The following arguments are available when running vai_p_caffe:

Table 1. vai_p_caffe Arguments
Argument Attribute Default Description
ana
config required “” The configuration file path.
prune
config required “” The configuration file path.
finetune
config required “” The configuration file path.
transform
model required “” Baseline model definition protocol buffer text file
weights required “” Model weights file path.
output optional “” The output transformed weights.
Table 2. vai_p_caffe Configuration File Parameters
Argument Type Attribute Default Description
workspace string required None Directory for saving output files.
gpu string optional “0” GPU device IDs used for compression and fine-tuning, separated by ‘,’.
test_iter int optional 100 The number of iterations to run in test phase.

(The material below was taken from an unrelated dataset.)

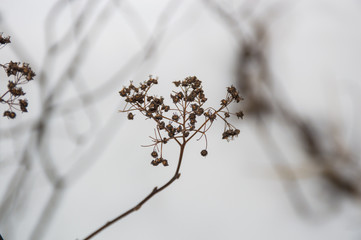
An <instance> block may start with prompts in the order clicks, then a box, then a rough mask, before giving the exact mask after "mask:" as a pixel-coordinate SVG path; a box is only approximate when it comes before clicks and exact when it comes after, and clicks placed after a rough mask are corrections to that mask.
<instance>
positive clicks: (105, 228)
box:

acc_name string required None The accuracy measure of interest. This parameter is the layer_top of the layer used to evaluate network performance. If the network has multiple evaluation metrics, choose the one that you think is most important. For classification tasks, this parameter may be top-1 or top-5 accuracy; for detection tasks, this parameter is generally mAP; for segmentation tasks, typically the layer for calculating mIOU is set here.
model string required None The model definition protocol buffer text file. If there are two different model definition files for training and testing, it is recommended to merge them into a single file.
weights string required None The trained weights to compress.
solver string required None The solver definition protocol buffer text file.
rate float optional None The expected model pruning ratio.
method enum optional REGULAR Pruning method to be used. Currently REGULAR is the only valid value.
ssd_ap_version string optional None The ap_version setting for SSD network compression. Must be one of 11point, MaxIntegral and Integral.
exclude repeated optional None Used to exclude some layers from pruning. You can use this parameter to prevent specified convolutional layers from being pruned.
kernel_batch int optional 2 The number of output channels is a multiple of this value after pruning.